2. There will be times, particularly in those first few years, when you’ll lose your way a bit. Often your job will be overwhelming and you won’t feel able to cope with the uncontrollable number of demands being placed upon you. There will be many times that you genuinely don’t believe that you have time to even eat or pee. Take a step back and remember why you chose medicine. You are never too busy to spend an extra five minutes with a patient reassuring them or explaining something. You’ll learn that sometimes making someone a cup of tea and holding their hand is of much more therapeutic value than yet another blood test or chest X-ray.

3. After your first week at work you’ll need to let off some steam. Nothing wrong with that. Have a few drinks by all means and I won’t even judge you for going to that awful nightclub after the pub shuts. Just one thing though – for the love of Jesus don’t try to drunkenly persuade some girl to come home with you by telling her you’re a doctor and you save loads of lives. She’ll say no, but far worse, you’ll later discover that she is in fact your consultant’s daughter. He’ll see the funny side but you’ll never live it down. Never.

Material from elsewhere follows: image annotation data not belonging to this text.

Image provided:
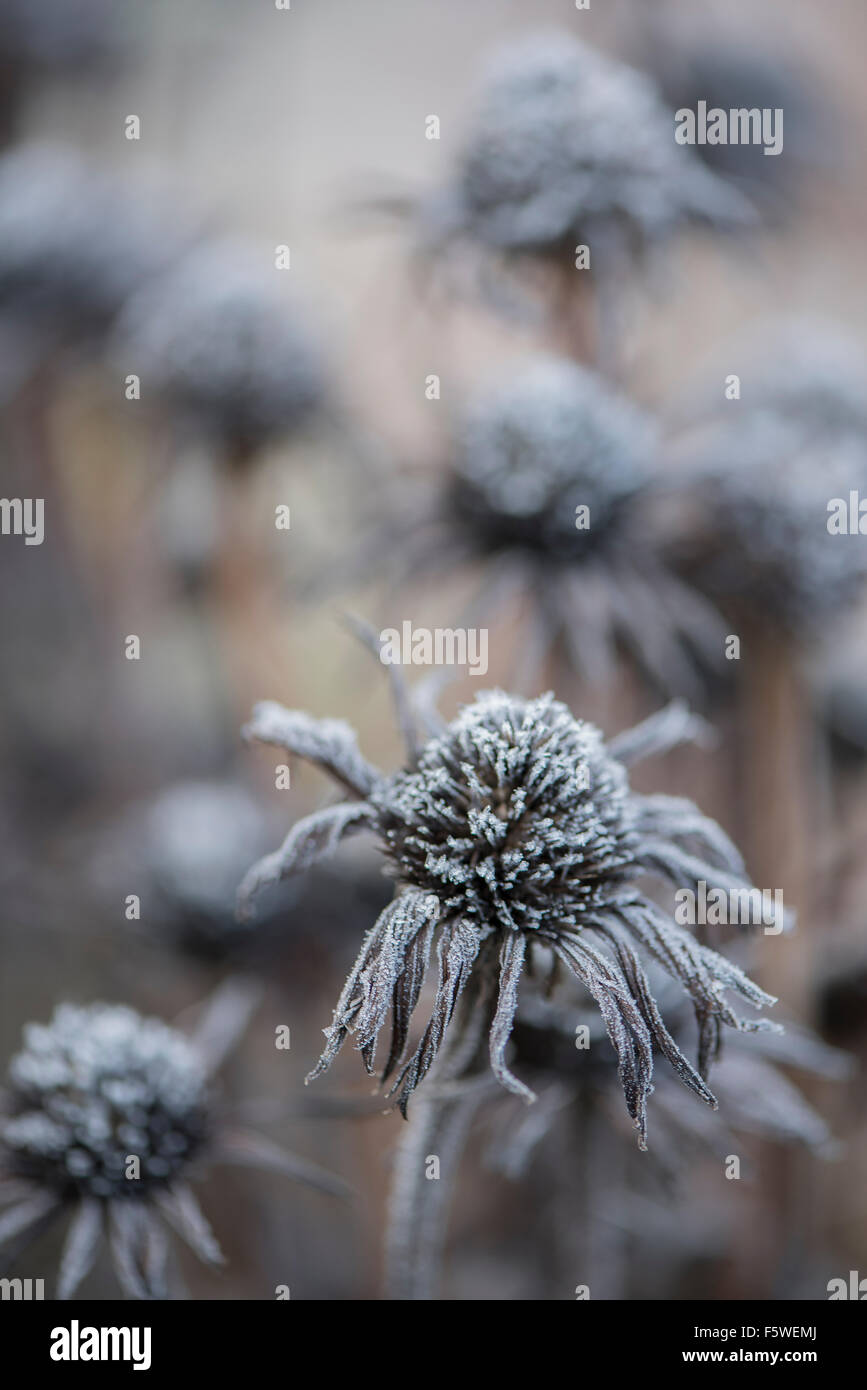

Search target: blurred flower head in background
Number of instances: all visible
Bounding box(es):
[427,32,750,274]
[675,321,867,637]
[113,240,327,461]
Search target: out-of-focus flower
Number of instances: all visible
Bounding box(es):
[240,691,773,1145]
[0,0,129,70]
[652,33,838,218]
[114,240,325,456]
[422,33,749,282]
[0,983,352,1298]
[674,322,867,635]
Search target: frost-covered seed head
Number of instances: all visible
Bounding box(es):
[118,242,325,448]
[444,33,743,256]
[0,145,183,329]
[452,357,656,556]
[681,318,867,634]
[0,0,126,68]
[371,691,632,930]
[0,1004,208,1198]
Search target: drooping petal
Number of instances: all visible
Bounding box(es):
[389,922,482,1118]
[490,931,536,1102]
[595,922,717,1109]
[238,802,371,922]
[243,701,381,796]
[354,892,439,1076]
[635,795,746,874]
[154,1183,225,1265]
[307,891,439,1081]
[57,1197,103,1301]
[108,1197,158,1300]
[552,934,653,1150]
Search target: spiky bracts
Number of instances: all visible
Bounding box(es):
[240,691,773,1145]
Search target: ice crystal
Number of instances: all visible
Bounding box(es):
[240,691,773,1144]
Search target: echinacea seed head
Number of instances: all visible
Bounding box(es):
[371,691,632,930]
[454,32,748,260]
[0,1004,210,1198]
[452,357,656,556]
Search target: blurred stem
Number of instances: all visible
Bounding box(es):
[741,627,817,1019]
[385,966,490,1301]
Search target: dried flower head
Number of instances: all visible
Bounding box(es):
[0,984,348,1298]
[240,691,773,1144]
[118,242,325,452]
[134,781,390,961]
[369,356,725,698]
[450,357,656,560]
[0,143,186,335]
[429,33,746,270]
[675,324,867,635]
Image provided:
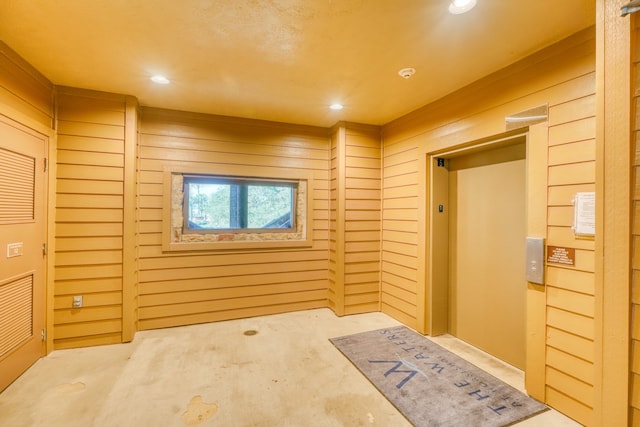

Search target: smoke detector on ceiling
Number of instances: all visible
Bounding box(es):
[398,68,416,79]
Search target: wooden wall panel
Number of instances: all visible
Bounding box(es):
[0,41,54,131]
[630,10,640,426]
[138,108,333,329]
[53,88,135,348]
[381,28,597,424]
[329,123,382,316]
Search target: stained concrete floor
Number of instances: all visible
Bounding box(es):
[0,309,579,427]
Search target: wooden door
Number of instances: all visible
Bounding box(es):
[0,116,48,391]
[449,155,527,369]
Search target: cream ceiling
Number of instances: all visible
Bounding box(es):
[0,0,595,126]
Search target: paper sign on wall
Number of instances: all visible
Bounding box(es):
[573,192,596,236]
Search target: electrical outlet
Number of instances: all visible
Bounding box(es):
[73,295,82,308]
[7,242,22,258]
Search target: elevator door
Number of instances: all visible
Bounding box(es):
[449,148,526,369]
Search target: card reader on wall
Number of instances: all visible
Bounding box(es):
[526,237,544,285]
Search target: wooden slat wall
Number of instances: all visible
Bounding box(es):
[341,124,381,314]
[53,88,133,349]
[630,11,640,426]
[382,28,596,424]
[329,123,381,316]
[0,41,53,130]
[138,109,330,329]
[344,124,382,314]
[327,126,344,316]
[380,139,425,332]
[546,92,596,424]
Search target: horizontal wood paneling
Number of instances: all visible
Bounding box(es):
[53,88,127,348]
[630,12,640,426]
[382,28,596,421]
[138,109,330,329]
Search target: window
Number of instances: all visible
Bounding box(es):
[162,169,314,251]
[182,175,298,234]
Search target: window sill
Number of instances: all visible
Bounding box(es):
[162,239,313,252]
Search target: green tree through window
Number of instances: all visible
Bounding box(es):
[183,176,297,233]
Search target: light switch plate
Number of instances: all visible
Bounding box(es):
[526,237,544,285]
[7,242,22,258]
[73,295,82,308]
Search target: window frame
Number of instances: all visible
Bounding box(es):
[158,165,315,252]
[182,174,299,234]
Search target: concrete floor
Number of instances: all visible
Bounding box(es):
[0,309,579,427]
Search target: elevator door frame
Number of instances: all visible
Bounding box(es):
[424,122,548,401]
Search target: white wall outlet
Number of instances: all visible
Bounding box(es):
[73,295,82,308]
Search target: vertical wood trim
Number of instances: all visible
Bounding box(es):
[335,124,347,316]
[416,155,431,334]
[122,96,138,342]
[45,126,58,354]
[525,123,549,402]
[593,0,631,425]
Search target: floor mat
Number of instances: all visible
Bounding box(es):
[330,326,548,427]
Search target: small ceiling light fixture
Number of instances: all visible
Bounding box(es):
[398,67,416,79]
[151,75,170,85]
[449,0,476,15]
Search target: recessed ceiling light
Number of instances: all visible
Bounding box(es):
[398,67,416,79]
[449,0,476,15]
[151,75,170,85]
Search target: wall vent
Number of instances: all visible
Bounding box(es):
[0,275,33,359]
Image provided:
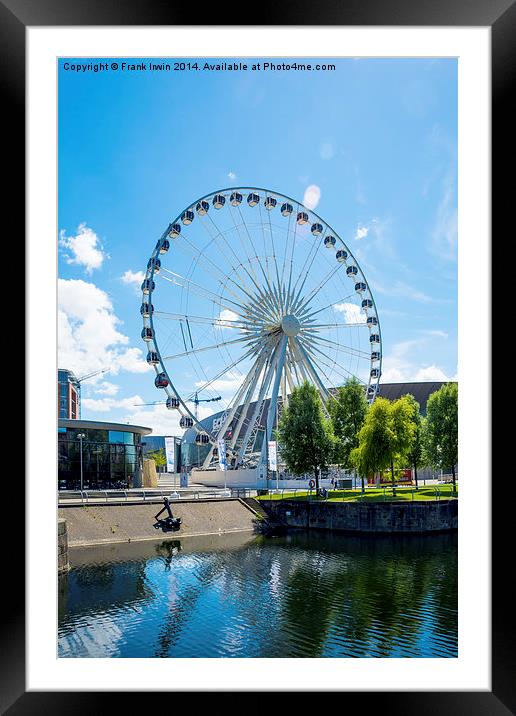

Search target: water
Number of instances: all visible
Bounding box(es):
[58,532,457,658]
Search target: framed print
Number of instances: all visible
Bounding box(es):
[0,0,516,714]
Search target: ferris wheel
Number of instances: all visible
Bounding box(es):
[141,187,382,469]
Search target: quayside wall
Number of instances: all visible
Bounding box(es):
[58,498,256,547]
[260,500,458,534]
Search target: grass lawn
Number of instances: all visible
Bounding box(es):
[257,484,459,502]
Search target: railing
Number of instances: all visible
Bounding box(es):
[264,481,458,502]
[58,488,256,506]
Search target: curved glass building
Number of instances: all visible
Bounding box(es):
[57,419,152,490]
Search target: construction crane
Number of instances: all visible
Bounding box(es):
[75,368,111,419]
[76,368,111,385]
[133,392,222,420]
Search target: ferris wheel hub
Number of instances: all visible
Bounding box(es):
[281,313,301,337]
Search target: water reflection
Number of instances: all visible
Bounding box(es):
[59,533,457,657]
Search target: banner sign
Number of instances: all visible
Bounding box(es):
[269,440,278,470]
[165,438,176,472]
[217,438,227,470]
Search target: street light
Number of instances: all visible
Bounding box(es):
[77,433,86,492]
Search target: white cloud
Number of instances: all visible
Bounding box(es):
[123,400,184,441]
[58,279,151,384]
[430,173,458,261]
[421,330,448,338]
[355,224,369,241]
[333,303,367,323]
[303,184,321,209]
[369,280,444,303]
[414,365,451,381]
[95,380,119,395]
[59,223,108,274]
[381,332,456,383]
[120,269,145,290]
[319,139,335,160]
[81,395,143,413]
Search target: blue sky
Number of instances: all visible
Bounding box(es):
[58,58,457,434]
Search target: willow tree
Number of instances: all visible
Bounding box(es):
[328,377,369,492]
[425,383,459,492]
[404,393,425,490]
[276,381,335,491]
[351,396,415,495]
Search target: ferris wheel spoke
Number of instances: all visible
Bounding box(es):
[154,311,251,330]
[260,196,283,312]
[305,336,371,361]
[230,353,267,449]
[296,264,344,316]
[261,336,288,458]
[302,321,367,333]
[173,234,251,299]
[236,344,278,466]
[202,348,270,470]
[294,339,329,400]
[185,348,256,402]
[237,206,280,300]
[229,203,259,286]
[298,292,355,323]
[280,213,292,290]
[300,346,367,385]
[162,269,250,317]
[161,336,254,360]
[199,214,252,296]
[290,227,326,311]
[302,336,371,361]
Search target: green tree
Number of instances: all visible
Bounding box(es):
[276,381,335,491]
[328,377,369,492]
[351,396,415,495]
[404,393,425,490]
[425,383,459,492]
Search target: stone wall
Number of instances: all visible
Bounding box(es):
[260,500,458,533]
[57,518,70,574]
[59,498,256,547]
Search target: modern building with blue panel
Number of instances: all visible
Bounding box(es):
[57,419,152,490]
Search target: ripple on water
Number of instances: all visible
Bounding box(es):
[58,534,457,658]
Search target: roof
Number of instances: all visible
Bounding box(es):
[58,418,152,435]
[378,381,451,414]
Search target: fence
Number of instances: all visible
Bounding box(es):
[58,488,257,506]
[268,482,458,502]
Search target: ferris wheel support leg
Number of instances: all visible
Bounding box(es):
[202,356,261,470]
[236,346,278,467]
[260,336,288,463]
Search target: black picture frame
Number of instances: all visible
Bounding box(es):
[5,0,508,716]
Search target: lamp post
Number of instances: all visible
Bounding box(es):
[77,433,86,492]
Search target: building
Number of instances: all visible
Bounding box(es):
[181,382,454,470]
[57,418,152,490]
[57,368,81,420]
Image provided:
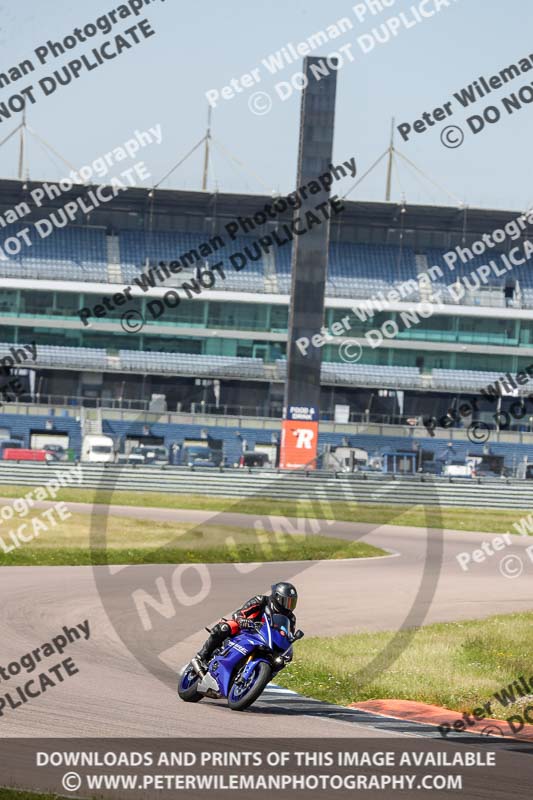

4. Just a few days from now you’ll witness a care assistant being horrible to an elderly man with dementia. She will castigate him as if he was a naughty child because in his confusion he put salt and pepper onto his pudding. You decide to say nothing as you don’t want anyone thinking you’re a troublemaker. That decision not to speak up will remain one of your biggest single regrets in medicine. In 10 years’ time you’ll still be able to see the hurt expression in that old man’s face just as clearly as the day it happened. Shame on you.

5. A few years from now you’ll be in a coroner’s court. It will be one of the worst experiences of your life and you’ll be forced to question everything you thought you believed to be right. You’ll question whether medicine is for you and if all the hard work was worth it. It is worth it and you’ll get through it. The experience will make you a better doctor and, no, it wasn’t your fault.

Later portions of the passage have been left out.